Stockfish port to C# Complete

diep · Post by **diep** » Wed Mar 28, 2012 11:03 am

Jim Ablett wrote:
diep wrote:
mcostalba wrote:
diep wrote:
mcostalba wrote:
diep wrote: Every compare here is with GCC. A junk compiler i use daily, so the junk it produces i know everything about.
GCC has improved a bit since the 90s. Today this produces the fastest binary on Windows:

http://www.equation.com/servlet/equation.cmd?fa=fortran
Why do you claim this nonsense?

When, in the 90s, have you stopped testing and started to go "by memory" ?

For your information this is the compiler used by Jim to produce the fastest x86-64 SSE42 Windows binary released for SF 2.2.2 (few months ago). Before, until last year, he was using the Intel compiler, but found this one faster.
Latest GCC snapshot i tested a few weeks ago, and it's still lightyears behind intel c++ and even visual studio.

Just because it hardly gets any speedup by PGO.

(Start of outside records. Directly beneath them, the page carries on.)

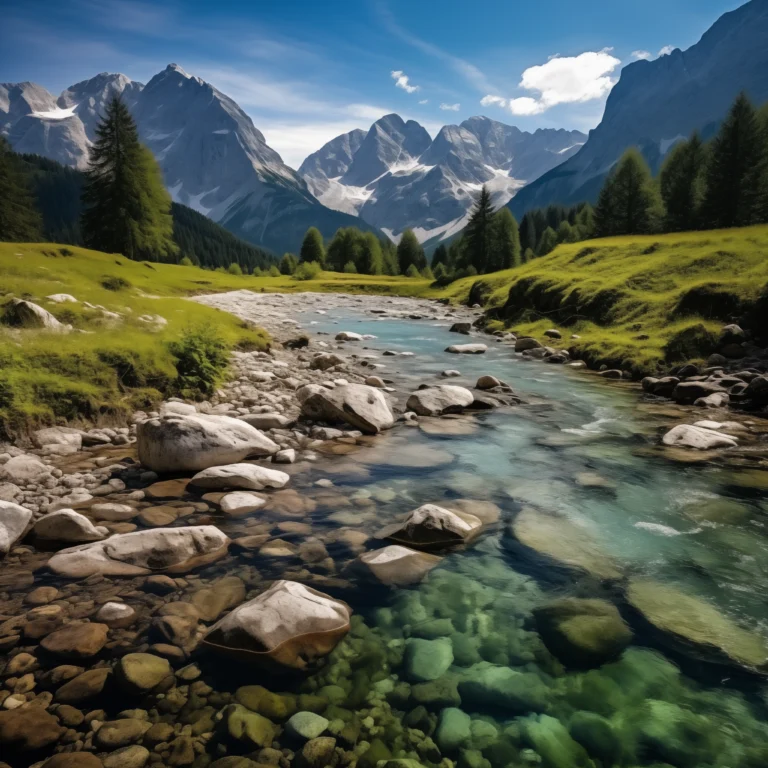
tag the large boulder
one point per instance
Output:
(174, 550)
(189, 443)
(444, 398)
(690, 436)
(362, 406)
(68, 526)
(14, 521)
(696, 625)
(248, 477)
(25, 314)
(289, 625)
(582, 632)
(433, 527)
(396, 566)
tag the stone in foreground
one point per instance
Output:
(362, 406)
(582, 632)
(435, 401)
(190, 443)
(174, 550)
(397, 566)
(289, 625)
(433, 527)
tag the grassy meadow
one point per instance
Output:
(635, 302)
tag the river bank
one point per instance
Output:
(463, 666)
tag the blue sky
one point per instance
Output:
(308, 70)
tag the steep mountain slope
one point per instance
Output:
(213, 158)
(657, 102)
(399, 178)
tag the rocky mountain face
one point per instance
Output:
(395, 176)
(655, 103)
(213, 158)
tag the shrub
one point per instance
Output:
(114, 283)
(200, 358)
(307, 270)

To avoid a bug in GCC's pgo, i'm doing the profile run single threaded with Diep. Even then it just gives 3% speedup.

I've posted extensively examples of how GCC messes up everywhere on the net. Starting in 2007.

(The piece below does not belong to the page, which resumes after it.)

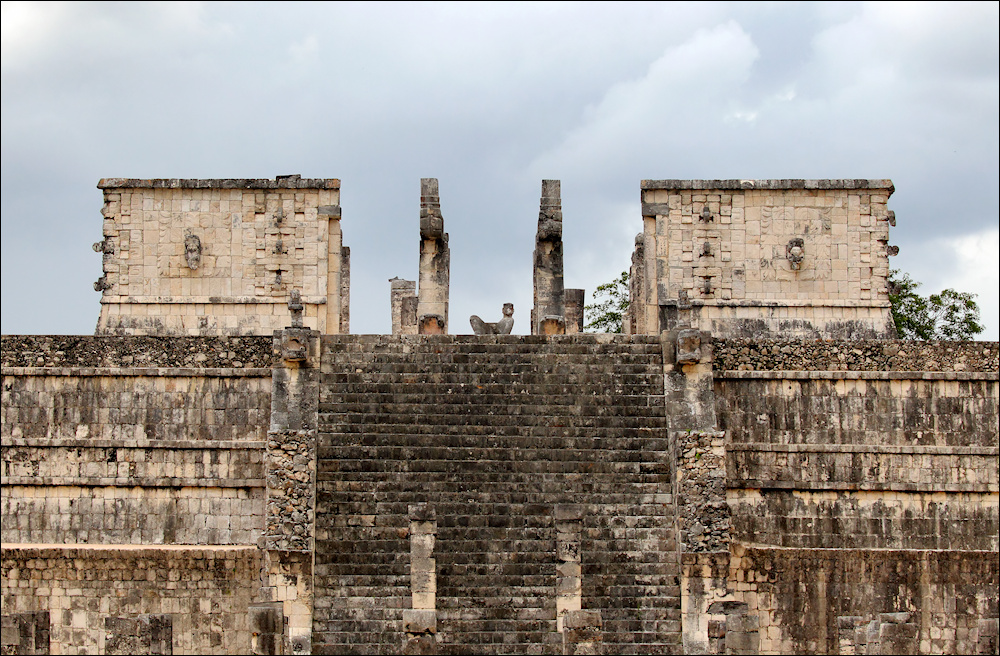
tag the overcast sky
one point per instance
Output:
(491, 99)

Latest snapshot still didn't have that fixed.

So it already STARTS with a disadvantage over other compilers of 25% or so. Such bad PGO performance is of course a joke.

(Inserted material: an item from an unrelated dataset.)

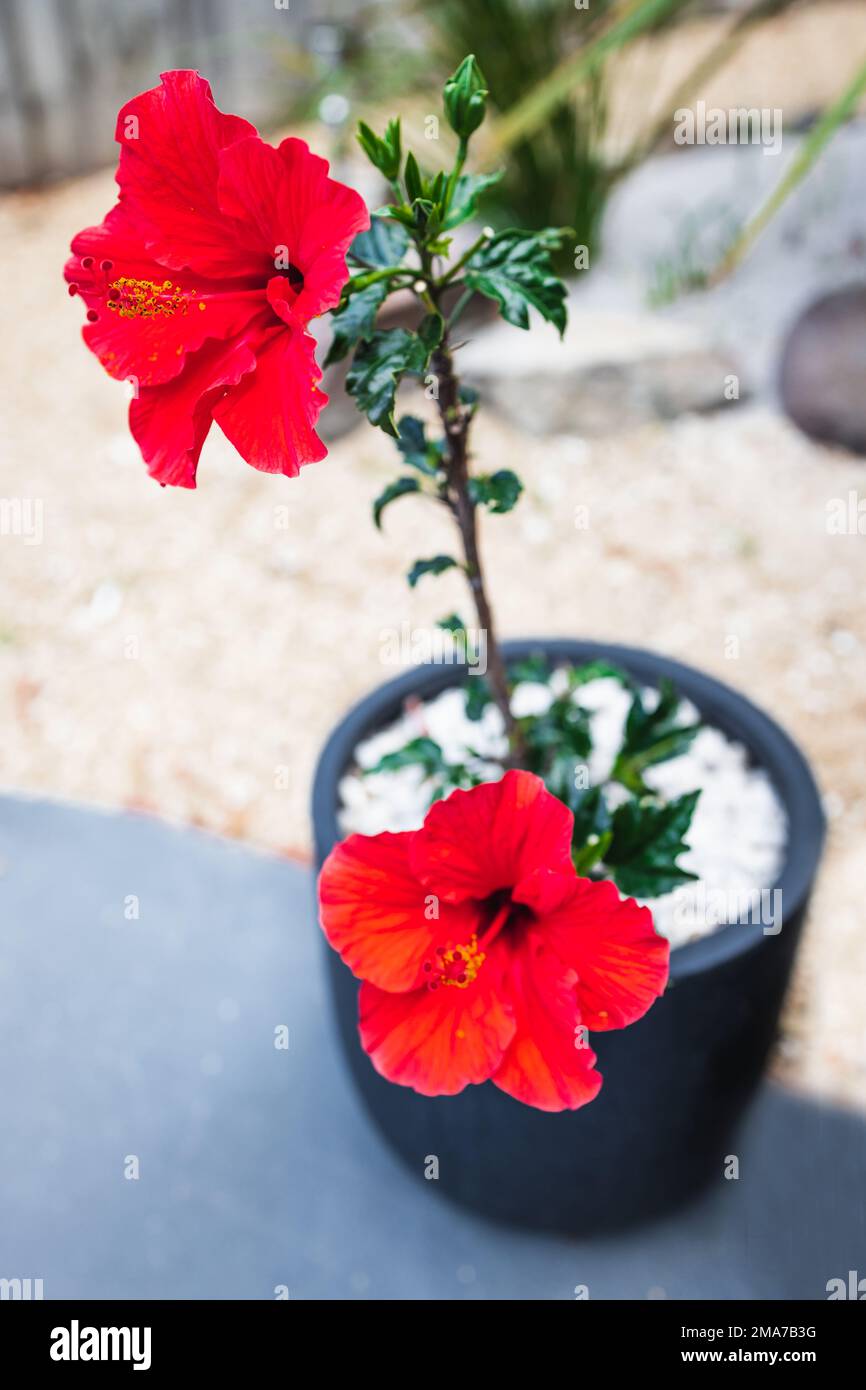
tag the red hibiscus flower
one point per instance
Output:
(202, 280)
(483, 954)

Note that around 2004-2005 some snapshots back then did do pretty ok at PGO, then suddenly BOOM and it no longer worked at all for Diep that is.

Default pgo gives 0.5% in GCC. Bug after bug and 7 years later it still hasn't been fixed.

One of the big screw ups in GCC which hits much software hard is the rewrite to end of function; it is grabbing your code, and instead of generating a simple CMOV it moves the code to end of function, jumps sometimes to there and then jumps after executing 2 instructions, back to where it was.

That *hurts*.

To quote Linus: "there is no excuse to not generate CMOV's"

A polish guy then posted back in 2007 replying to Linus: "but then it is slower at my P4".

Only at around end 2011 they started moving. We're some months later now, but a snapshot of a few weeks ago still was TURTLE slow still having the same bugs and bottlenecks.

Of course i am compiling for 64 bits, yet diep's code would be faster in 32 bits; i just want efficient code without messing up with the branch prediction.

I want a normal PGO just like other compilers have it!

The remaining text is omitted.